Don't get me wrong; I LOVE Church History. And yes, there actually are some stories from the history of Christianity that make their way into my sermons, lessons, or counseling sessions. For example, I've found that the story of Monica and Augustine can be very encouraging to mothers who are worried about their sons' misbehavior. But my sermons are not overburdened with illustrations from Church History 101.
It's not that I'm lazy in sermon preparation. I do not miss illustration efforts by McBeth or Gonzales or Eusebius on accident. I'm deliberately avoiding these things. I'm pushing back against the constant urge to carpet bomb our congregation with Luther stories or Spurgeon quotes or Origen anecdotes. As a pastor and preacher, I have made it my job to un-know a lot of what I know, so to speak.
Why?
"For I decided that around y'all I would un-know everything except Jesus Christ and Him crucified." (1 Corinthians 2:2, my own translation that you should probably never be caught using in public)

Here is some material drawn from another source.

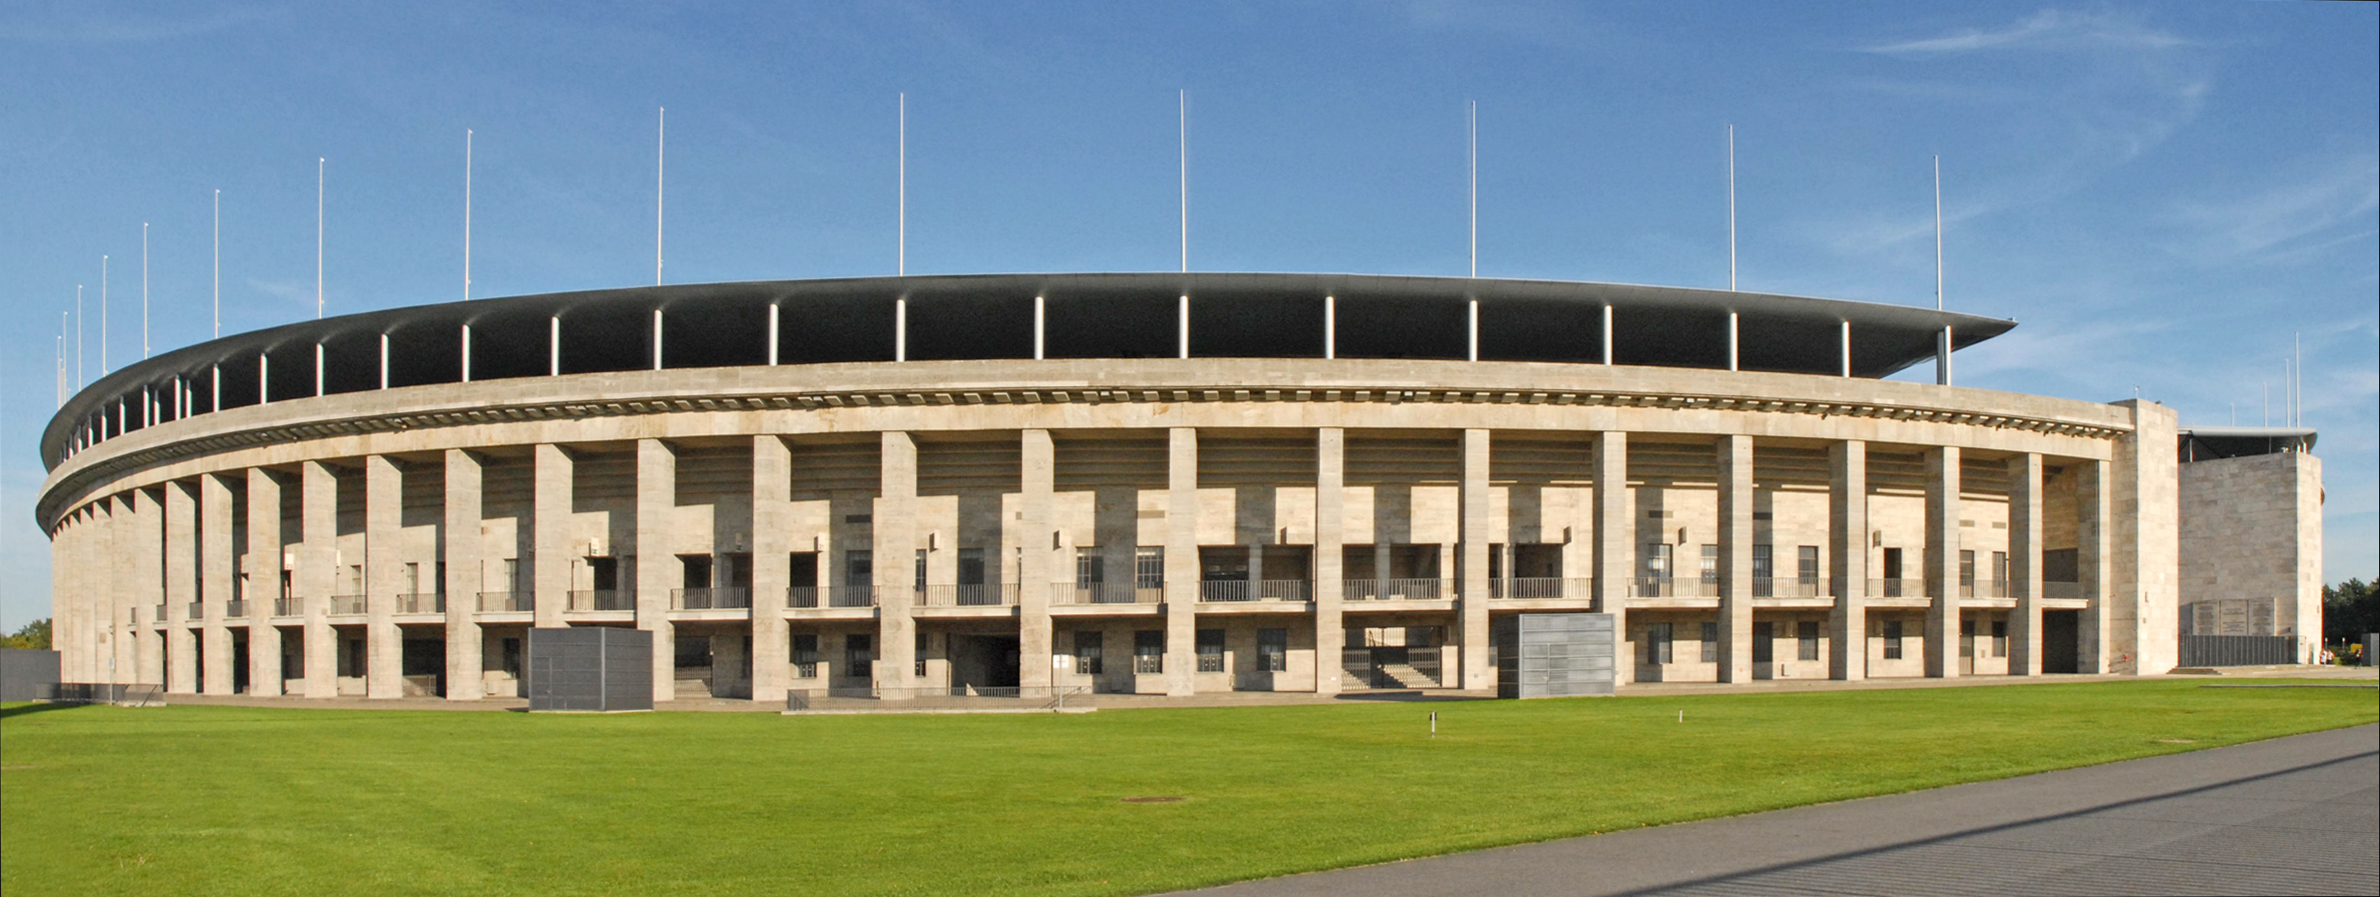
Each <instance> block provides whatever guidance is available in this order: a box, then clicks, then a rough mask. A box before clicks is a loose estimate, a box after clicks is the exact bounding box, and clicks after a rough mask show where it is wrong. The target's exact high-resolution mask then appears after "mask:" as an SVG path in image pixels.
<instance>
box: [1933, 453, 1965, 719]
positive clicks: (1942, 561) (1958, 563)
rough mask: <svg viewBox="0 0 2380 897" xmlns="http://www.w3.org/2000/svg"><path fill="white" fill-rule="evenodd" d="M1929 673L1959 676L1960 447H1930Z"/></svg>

Paul had a resume, too. Hebrew. Pharisee. Gamaliel. Perfectionist. Paul could have spent HOURS filling in all the blanks for his Gentile converts about Jewish ideas concerning the Torah, Prophets, and Writings. I do not doubt that his doing so would have led to the accumulation of a small, devout following of the Truly Interested. But he believed that un-knowing was an important tool in ministry. This was not a regression toward ignorance. Paul's training shows up all over his epistles. Rather, it was a progression toward focus. It was the removal of unnecessary weight so that the plane could fly higher, car could go faster, boat could sail more gracefully.
Obviously, "un-knowing" is not something that we can practice literally and deliberately. I still know what I learned at SWBTS. When I reach the point that I do not know any of it, the causes will be things beyond my control. I can't LITERALLY un-know. What's more, I can't even entirely suppress what I've learned. Academic training affects my ministry every day in a million ways. It's just that those ways are, for the most part, furtive. There are mistakes that I don't make because I know that Roger Williams disproved that way of thinking a long time ago. There are people whom I do not follow because they remind me a little bit of Benjamin Bogard. Get all of the education that you can. It can and often does make a positive impact upon ministry, but sometimes (often?) it does so best from the background.
God did not give me a congregation so that I could have all of the benefits of being a Church History professor without having to grade papers or sit on the curriculum committee; God entrusted me with a flock so that I could feed them, love them, and point them toward the Chief Shepherd. They need to know Jesus Christ and the gospel.
So, to my pastor-brethren who are really smart and who have some areas in which you've cultivated expertise and leadership credentials—history, languages, systematics, politics, sports, beard-grooming, or whatever else—I appeal to you to take up the study of un-knowing if you haven't already. This important tool, once mastered, will bless your congregation and will bless you.